The most obvious, of course, is the issue of genetically transmitted diseases and disorders. A child, and its parents, should be aware of all of the possible issues that may arise in childhood or adulthood. A proclivity or sensitivity to alcohol poisoning, is one such issue, but there are disorders, susceptibility to certain diseases, or physical difficulties that can be passed through DNA that may need to be monitored throughout the child’s life that should be known. Knowing the medical history of the birth parents can be instrumental in anticipating difficulties and resultant quick action can literally save lives. The Commonwealth has already acknowledged this as such an important issue that upon the conclusion of an adoption a notice is required to be sent to the biological parent whose rights have been terminated to inform them that they may deposit such medical information with a registry of the State’s that can be made available to the adopted child. There is no reason why such should not be available for the children of all parents of whom the child may have little to no knowledge or ability to contact.

There have been inroads into this presumption, but they all require a non-intact family unit in the mother’s living situation. Given that Court civil records are available in most counties on-line, the use of initials in the captions of cases brought to establish the parentage should help to protect from prying eyes, particularly where it turns out that the father is the husband. However, when the caption includes the names of the parents, and then initials and age of the child only, confidentiality seems rather opaque.

A recent case has come down from the Pennsylvania Supreme Court regarding the obligations of a step-parent who has acted in the place of a parent, in loco parentis. In that case, the Court ruled that such step-parents can be required to pay support for the child or children. In the mid-1970’s the Superior Court set precedent in permitting step-parents in such positions to have regular and Court-ordered contact with their stepchildren. The Court, by inference, is taking steps to reflect the reality of modern living and that the traditional mother-wife/fatherhusband model is not as commonly found as before and that responsibilities go along with rights. Here the Court would be acknowledging the responsibilities of the person who actually has an obligation to assist in the support of a child he helped to produce.

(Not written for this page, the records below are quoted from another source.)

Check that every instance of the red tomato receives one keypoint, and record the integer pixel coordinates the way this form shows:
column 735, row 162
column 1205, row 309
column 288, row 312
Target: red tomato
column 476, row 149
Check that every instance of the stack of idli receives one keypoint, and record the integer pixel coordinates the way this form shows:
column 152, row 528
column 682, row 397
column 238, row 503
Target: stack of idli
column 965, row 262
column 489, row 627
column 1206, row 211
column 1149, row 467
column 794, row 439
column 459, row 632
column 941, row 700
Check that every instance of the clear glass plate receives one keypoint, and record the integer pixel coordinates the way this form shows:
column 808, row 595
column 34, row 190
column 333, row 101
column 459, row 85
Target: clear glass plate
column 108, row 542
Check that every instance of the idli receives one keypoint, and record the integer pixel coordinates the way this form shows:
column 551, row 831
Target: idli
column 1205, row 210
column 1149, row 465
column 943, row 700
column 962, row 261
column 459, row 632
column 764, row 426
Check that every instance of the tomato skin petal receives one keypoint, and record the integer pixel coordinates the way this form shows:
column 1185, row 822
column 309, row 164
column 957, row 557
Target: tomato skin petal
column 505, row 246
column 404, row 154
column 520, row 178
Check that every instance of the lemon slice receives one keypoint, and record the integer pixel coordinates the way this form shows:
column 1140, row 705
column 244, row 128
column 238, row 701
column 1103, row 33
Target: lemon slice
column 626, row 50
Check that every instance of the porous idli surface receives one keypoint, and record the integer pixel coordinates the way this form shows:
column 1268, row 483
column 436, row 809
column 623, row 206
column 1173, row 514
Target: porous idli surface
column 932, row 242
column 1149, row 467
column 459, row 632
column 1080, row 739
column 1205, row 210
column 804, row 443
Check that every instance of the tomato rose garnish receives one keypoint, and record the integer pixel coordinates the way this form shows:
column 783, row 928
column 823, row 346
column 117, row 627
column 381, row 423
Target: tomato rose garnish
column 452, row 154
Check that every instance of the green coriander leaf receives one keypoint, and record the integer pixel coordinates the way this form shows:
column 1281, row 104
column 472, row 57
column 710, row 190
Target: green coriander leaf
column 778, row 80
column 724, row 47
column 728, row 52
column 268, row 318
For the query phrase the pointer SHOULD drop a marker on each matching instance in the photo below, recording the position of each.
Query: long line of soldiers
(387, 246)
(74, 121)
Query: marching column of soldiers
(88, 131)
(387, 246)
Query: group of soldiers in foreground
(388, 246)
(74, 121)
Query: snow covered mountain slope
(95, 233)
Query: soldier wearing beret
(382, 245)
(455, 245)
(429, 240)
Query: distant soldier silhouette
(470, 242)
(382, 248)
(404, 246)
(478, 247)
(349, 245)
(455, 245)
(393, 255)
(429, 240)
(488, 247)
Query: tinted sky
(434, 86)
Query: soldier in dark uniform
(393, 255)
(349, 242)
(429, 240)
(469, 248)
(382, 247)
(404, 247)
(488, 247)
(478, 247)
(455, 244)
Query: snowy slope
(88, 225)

All of this article has focused on the child and the family’s rights to not have intrusions into it that may cause it to dissolve. However, the biological father’s rights must also be a factor in the consideration of this issue. I have encountered fathers who, contrary to the stereotype, want to step up, meet their responsibilities and have a life-long and bonded relationship with the child or children they have helped bring into this world. To ignore or dismiss his rights and feelings, as well as depriving the child of such relationship, is not a recognition of reality, and abrogating his rights as a father. There has been an effective movement regarding father’s rights, and the Courts have been taking a more active role in protecting those rights, as well as enforcing the obligations that attend to the birth of a child.

In custody cases, the Courts have been very clear that the over-riding consideration is the best interests and welfare of any child involved. This presumption ignores this vital aspect. I realize that it is assumed that the continuation of a loving and supportive relationship is a factor in such best interests, and a balancing of all of the competing the interests may be necessary. However, an irrebuttable presumption does not permit such analysis. Not only from a medical standpoint, but from psychological and emotional aspects, it may very well be in the child’s best interests to know its exact parentage. For it is truly a wise child who knows who his/her father is.